Group for Research in Decision Analysis

A Flexible and Powerful Bayesian Hierarchical Model for ChIP-Chip Data

Raphaël Gottardo

Chromatin-immunoprecipitation microarrays (ChIP-chip) that enable researchers to identify regions of a given genome that are bound by specific DNA binding proteins present new challenges for statistical analysis due to the large number of probes, the high noise to signal ratio, and the spatial dependence between probes. We propose a method called BAC (Bayesian Analysis of ChIP-chip) to detect transcription factor bound regions, which incorporate the dependence between probes while making very little assumptions about the bound regions (e.g. length). BAC is robust to probe outliers with an exchangeable prior for the variances, which allows different variances for the probes but still shrink extreme empirical variances. Parameter estimation is carried out using Markov chain Monte Carlo and inference is based on the joint distribution of the parameters. Bound regions are detected using posterior probabilities computed from the joint posterior distribution of neighboring probes. We show that these posterior probabilities are well calibrated and can be used to obtain an estimate of the false discovery rate.

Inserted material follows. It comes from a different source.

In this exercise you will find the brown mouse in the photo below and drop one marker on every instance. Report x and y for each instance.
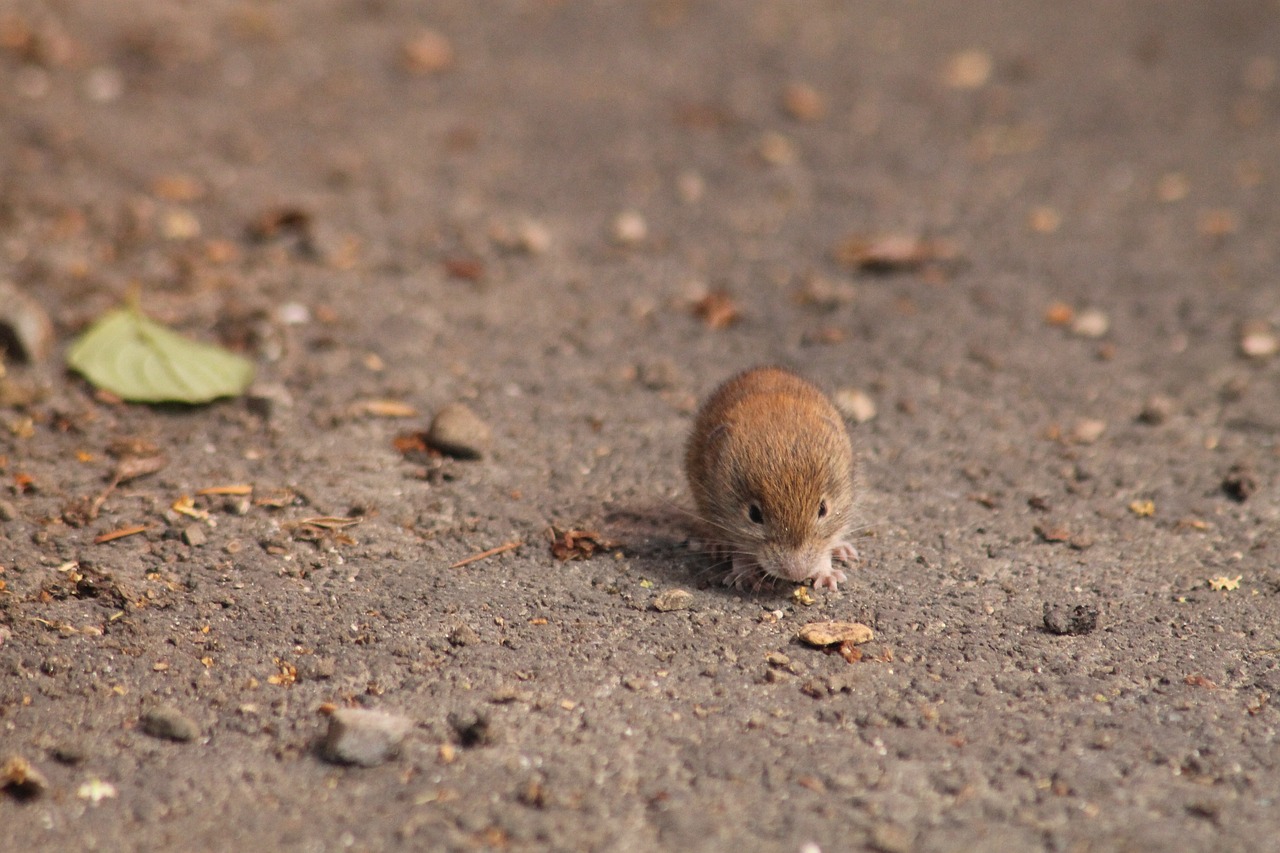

The method is illustrated using two publicly available ChIP-chip data sets containing 18 experimentally validated regions. We compare our method to three other baseline and commonly used techniques, namely the Wilcoxon's rank sum test, TileMap and HGMM. We found BAC and HGMM to perform best at detecting validated regions. However, HGMM appears to be very sensitive to probes outliers compared to BAC.